Airbus teste une technologie autonome. Les avions pourront décoller, atterrir et rouler eux-mêmes – VTM.cz

À l’avenir, la conduite autonome ne sera plus seulement le domaine des véhicules terrestres. Airbus a commencé à tester une nouvelle technologie connue sous le nom de DragonFly qui pourrait sauver des avions en cas d’urgence. Si le pilote n’est pas en mesure de voler pour une raison quelconque, le système peut automatiquement détourner les vols, choisir l’itinéraire le plus approprié vers l’aéroport (en utilisant des facteurs tels que la réglementation de l’espace aérien et la météo) et atterrir en toute sécurité.

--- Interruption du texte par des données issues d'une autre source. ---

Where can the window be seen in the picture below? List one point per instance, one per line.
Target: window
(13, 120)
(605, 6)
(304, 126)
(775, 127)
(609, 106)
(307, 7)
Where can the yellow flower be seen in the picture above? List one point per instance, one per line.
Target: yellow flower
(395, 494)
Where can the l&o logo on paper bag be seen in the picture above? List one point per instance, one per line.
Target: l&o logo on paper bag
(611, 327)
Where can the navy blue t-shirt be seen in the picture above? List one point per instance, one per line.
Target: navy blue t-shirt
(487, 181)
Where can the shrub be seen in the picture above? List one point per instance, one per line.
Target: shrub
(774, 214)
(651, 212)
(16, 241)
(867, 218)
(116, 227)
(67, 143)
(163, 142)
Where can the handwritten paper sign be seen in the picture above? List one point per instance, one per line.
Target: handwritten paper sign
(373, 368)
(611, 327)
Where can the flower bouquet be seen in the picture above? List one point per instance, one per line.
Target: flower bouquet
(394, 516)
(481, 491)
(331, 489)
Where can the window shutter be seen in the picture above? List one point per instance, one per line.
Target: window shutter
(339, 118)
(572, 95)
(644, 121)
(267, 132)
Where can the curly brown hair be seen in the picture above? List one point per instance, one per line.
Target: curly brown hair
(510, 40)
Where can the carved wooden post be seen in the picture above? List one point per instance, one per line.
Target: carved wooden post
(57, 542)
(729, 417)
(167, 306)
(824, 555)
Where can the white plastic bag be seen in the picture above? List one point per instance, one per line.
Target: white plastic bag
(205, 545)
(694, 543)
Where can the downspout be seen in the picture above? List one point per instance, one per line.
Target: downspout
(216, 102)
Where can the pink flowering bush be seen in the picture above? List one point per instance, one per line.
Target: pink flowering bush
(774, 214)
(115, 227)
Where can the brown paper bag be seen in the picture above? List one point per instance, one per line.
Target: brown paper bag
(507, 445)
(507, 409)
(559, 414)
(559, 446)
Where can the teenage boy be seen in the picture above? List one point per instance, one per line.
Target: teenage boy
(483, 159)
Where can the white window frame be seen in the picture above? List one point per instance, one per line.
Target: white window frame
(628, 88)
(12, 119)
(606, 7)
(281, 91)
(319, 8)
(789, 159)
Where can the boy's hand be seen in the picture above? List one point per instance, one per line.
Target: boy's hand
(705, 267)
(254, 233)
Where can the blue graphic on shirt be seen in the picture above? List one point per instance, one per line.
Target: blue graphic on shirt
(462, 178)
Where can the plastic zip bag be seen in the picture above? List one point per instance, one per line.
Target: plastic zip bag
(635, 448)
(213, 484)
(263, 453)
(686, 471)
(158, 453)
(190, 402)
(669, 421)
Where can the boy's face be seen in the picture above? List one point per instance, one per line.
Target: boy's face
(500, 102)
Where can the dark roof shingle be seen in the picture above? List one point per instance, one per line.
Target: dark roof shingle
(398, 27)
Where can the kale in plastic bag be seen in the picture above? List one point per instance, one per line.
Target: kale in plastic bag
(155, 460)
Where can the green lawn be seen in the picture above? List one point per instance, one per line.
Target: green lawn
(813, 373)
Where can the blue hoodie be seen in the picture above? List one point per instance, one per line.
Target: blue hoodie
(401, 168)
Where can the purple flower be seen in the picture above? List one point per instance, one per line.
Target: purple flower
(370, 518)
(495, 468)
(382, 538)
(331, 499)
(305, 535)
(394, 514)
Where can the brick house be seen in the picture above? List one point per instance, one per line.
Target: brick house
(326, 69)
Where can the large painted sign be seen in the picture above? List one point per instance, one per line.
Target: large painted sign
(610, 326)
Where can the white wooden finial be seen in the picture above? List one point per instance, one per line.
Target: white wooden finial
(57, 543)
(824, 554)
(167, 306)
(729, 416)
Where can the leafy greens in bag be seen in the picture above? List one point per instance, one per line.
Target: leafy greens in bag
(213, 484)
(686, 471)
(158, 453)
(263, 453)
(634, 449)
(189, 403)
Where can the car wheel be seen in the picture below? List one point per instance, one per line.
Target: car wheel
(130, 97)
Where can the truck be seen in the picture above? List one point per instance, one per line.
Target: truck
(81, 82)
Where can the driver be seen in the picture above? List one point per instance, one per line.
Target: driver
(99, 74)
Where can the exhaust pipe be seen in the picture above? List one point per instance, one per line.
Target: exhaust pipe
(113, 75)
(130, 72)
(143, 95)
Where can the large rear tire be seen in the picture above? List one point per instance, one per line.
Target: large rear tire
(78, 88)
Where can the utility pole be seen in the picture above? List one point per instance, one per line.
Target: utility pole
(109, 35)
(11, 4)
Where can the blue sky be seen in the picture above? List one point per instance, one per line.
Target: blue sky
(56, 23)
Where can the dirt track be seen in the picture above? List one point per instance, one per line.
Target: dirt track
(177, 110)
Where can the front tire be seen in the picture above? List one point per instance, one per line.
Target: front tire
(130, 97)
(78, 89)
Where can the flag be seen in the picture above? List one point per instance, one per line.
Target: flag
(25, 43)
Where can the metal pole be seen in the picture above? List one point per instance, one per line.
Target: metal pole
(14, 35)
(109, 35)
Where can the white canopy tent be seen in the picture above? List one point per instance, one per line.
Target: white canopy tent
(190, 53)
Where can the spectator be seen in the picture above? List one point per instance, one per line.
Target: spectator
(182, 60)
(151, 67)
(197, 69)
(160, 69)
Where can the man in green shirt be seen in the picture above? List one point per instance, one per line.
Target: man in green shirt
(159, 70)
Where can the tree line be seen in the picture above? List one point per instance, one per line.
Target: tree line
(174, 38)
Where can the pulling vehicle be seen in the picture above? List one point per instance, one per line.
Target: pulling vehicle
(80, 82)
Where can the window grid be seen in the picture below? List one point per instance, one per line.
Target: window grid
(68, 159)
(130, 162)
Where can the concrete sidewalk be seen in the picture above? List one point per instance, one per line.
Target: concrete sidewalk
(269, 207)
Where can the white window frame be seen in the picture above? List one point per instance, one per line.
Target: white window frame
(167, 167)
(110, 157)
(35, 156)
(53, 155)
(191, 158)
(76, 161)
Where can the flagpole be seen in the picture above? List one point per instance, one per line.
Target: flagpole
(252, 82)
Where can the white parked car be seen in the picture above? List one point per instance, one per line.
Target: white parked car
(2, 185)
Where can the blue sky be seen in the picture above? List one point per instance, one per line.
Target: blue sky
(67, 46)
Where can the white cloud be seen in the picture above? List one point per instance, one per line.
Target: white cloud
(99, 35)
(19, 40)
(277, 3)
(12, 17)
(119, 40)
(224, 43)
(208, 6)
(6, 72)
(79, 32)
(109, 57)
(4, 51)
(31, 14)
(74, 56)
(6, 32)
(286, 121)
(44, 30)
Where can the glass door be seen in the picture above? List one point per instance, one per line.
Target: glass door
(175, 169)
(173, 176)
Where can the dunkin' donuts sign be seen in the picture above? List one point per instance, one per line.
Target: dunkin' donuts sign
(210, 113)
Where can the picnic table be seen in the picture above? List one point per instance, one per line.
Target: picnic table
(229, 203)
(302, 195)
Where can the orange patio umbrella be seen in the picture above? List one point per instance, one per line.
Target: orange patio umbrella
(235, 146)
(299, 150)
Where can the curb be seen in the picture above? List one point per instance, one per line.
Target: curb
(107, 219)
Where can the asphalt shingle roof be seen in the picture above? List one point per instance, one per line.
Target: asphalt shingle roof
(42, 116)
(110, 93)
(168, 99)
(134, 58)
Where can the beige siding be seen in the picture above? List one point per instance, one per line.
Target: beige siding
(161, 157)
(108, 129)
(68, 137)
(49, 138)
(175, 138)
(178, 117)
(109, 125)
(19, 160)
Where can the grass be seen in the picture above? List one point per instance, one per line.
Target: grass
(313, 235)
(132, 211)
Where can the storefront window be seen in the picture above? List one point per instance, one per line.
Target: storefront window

« La technologie, connue sous son nom Libellule, y compris le déroutement d’urgence automatique en mode vol, l’atterrissage automatique et l’assistance au roulage. L’objectif est d’évaluer la faisabilité et la pertinence d’une enquête plus approfondie sur le système de vol autonome pour soutenir des opérations plus sûres et plus efficaces. » Airbus a déclaré dans un communiqué publié la semaine dernière.

Technologie autonome dans les avions

Le système testé est conçu pour identifier les caractéristiques du paysage, permettant à l’avion de « voir » et de manœuvrer de manière autonome en toute sécurité. Lors des essais en vol, la technologie a pu aider les pilotes en vol, à gérer les situations d’invalidité simulées des membres d’équipage, ainsi qu’à l’atterrissage et au roulage.

L’avion est capable de planifier de nouvelles trajectoires de vol en tenant compte de facteurs externes tels que les zones de vol, le terrain et les conditions météorologiques. De plus, il peut communiquer avec le contrôle du trafic aérien (ATC) et le centre de contrôle opérationnel de la compagnie aérienne. La technologie utilisée a beaucoup potentiel d’amélioration de la sécurité et de l’efficacité de l’aviation.

Le système DragonFly peut atterrir automatiquement sur n’importe quelle piste à l’aide de capteurs et d’algorithmes de vision par ordinateur. Les essais se sont jusqu’à présent limités à un seul A350-1000. Cela peut prendre un certain temps avant que le DragonFly n’entre en production de masse, car son utilisation doit être approuvée par les autorités.

Airbus explore également des fonctionnalités pour aide à la conduite, qui a été testé en temps réel à l’aéroport de Toulouse-Blagnac en France. Cette technologie fournit à l’équipage des alertes audio en réponse aux obstacles, un régulateur de vitesse assisté et un guidage de piste à l’aide de cartes d’aéroport.

L’avenir de l’aviation

En plus de ces capacités, l’un des plus importants constructeurs d’avions commerciaux a lancé un autre projet dont l’objectif est de mettre en place une nouvelle génération d’algorithmes basés sur la vision par ordinateur, qui permettront d’améliorer encore l’assistance lors de l’atterrissage et du roulage.

Tous les tests à ce jour ont été réalisés en collaboration avec des filiales d’Airbus et des partenaires externes dont Cobham, Collins Aerospace, Honeywell, Onera et Thales. Le projet DragonFly est en partie financé par la Direction Générale de l’Aviation Civile (DGAC).

Même si les avions qui volent complètement par eux-mêmes peuvent ne pas apparaître avant longtemps, on peut s’attendre à des machines qui ne nécessitent quasiment aucune intervention même en situation de crise. La technologie peut augmenter le nombre de vols vers des aéroports où les atterrissages sont difficiles (par exemple, l’aéroport néo-zélandais de Wellington) et minimiser les retards de taxi.